Canadian dance artist, choreographer, and teacher

Ola Skanks (November 28, 1926 – August 13, 2018) was a Canadian dance artist, choreographer, and teacher. She was a pioneering figure in the development of African diasporic dances in Canada and instrumental in growing Canada’s emerging modern dance scene in the early 1960s.

Born Ola Marie Shepherd, Skanks taught herself how to tap dance at a young age. She studied Eurocentric dance styles with dancer/choreographer Willy Blok Hanson before becoming interested in dances related to her black African heritage. She also studied with American dancer, choreographer and anthropologist Pearl Primus.

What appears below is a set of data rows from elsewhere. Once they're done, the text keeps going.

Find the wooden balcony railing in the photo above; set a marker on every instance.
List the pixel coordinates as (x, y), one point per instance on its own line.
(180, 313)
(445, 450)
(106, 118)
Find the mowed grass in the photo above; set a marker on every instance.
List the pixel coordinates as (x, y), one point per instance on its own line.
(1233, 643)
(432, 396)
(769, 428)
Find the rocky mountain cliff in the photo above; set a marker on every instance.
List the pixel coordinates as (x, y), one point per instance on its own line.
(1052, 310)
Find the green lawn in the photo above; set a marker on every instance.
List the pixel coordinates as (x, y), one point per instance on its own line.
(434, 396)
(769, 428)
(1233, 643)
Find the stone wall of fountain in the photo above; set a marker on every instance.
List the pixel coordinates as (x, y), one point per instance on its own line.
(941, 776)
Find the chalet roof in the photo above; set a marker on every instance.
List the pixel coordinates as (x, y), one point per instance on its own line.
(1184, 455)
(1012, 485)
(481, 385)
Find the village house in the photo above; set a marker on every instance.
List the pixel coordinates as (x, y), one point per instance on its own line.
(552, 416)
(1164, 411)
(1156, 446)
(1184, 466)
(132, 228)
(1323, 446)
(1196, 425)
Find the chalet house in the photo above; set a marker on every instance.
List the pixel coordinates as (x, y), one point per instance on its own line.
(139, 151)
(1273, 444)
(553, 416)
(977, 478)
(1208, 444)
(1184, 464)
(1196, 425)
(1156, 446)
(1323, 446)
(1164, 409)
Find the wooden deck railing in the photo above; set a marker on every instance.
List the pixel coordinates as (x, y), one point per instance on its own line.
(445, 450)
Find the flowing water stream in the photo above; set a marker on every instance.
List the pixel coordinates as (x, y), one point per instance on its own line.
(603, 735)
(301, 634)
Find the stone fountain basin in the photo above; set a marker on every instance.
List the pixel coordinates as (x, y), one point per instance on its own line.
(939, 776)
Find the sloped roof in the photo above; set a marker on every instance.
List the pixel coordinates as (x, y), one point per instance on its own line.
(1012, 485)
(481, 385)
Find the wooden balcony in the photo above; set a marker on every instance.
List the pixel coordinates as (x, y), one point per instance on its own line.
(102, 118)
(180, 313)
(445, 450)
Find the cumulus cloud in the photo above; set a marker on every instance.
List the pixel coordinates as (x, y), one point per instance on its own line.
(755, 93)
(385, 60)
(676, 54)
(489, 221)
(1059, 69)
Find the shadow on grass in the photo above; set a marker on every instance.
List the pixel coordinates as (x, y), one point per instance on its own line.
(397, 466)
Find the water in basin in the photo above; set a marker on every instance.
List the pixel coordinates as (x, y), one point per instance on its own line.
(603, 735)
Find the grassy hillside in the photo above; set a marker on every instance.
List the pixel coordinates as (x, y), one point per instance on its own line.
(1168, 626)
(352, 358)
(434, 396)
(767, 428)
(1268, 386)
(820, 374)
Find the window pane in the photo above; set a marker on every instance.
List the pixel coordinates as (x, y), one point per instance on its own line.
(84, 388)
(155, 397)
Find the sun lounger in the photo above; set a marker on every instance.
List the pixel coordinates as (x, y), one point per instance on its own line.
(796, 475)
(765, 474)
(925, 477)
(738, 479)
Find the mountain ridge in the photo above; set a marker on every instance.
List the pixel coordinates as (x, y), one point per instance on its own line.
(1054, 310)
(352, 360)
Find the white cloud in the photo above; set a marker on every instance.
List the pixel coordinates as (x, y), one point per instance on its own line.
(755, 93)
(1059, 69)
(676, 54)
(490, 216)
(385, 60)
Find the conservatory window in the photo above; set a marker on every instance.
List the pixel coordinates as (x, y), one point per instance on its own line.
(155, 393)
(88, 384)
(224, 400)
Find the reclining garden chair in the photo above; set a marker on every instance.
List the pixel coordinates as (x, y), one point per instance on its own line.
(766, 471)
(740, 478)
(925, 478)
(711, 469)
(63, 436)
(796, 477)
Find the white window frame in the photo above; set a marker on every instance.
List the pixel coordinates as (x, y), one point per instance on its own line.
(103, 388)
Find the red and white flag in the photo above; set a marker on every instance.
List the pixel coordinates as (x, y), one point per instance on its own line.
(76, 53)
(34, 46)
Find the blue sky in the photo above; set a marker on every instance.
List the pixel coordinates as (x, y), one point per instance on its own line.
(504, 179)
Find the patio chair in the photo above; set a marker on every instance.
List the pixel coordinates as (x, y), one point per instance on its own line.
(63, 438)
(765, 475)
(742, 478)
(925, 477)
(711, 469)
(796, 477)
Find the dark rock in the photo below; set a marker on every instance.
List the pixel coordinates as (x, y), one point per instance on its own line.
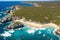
(7, 20)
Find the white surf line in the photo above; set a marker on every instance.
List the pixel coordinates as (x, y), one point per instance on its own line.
(36, 25)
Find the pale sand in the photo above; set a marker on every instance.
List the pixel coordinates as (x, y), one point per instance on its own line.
(37, 25)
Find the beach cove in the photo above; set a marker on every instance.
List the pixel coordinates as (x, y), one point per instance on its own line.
(28, 33)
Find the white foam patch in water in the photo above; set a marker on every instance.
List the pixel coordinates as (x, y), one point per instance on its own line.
(11, 31)
(31, 31)
(0, 14)
(6, 34)
(54, 31)
(39, 32)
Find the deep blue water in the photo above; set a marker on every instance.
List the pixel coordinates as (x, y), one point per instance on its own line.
(25, 33)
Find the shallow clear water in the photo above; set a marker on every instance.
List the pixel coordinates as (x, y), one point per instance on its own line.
(25, 33)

In the 60s and 70s, Skanks’ choreographic work merged European interpretive dance forms with dances and movement of the African diaspora. Throughout her life, she performed, taught and choreographed in Toronto and the United States for both stage and screen, with clients including CBC Canadian Broadcasting Corporation, Mariposa Folk Festival, Caribana and the San Diego Museum of Art. She was on the faculty at the University of New York at Buffalo and taught at the Three Schools Artists’ Workshop in Toronto. In 1974, Skanks opened her own studio in Toronto.

In 2017, Skanks was one of ten notable dance pioneers inducted into the Dance Collection Danse Encore! Dance Hall of Fame. Images of Skanks were featured in Seika Boye's exhibit It's About Time: Dancing Black in Canada 1900-1970 which was shown at the Dance Collection Danse Gallery in 2017, OCADU's Ignite Gallery in 2018 and at the Progress Festival in Toronto in 2019.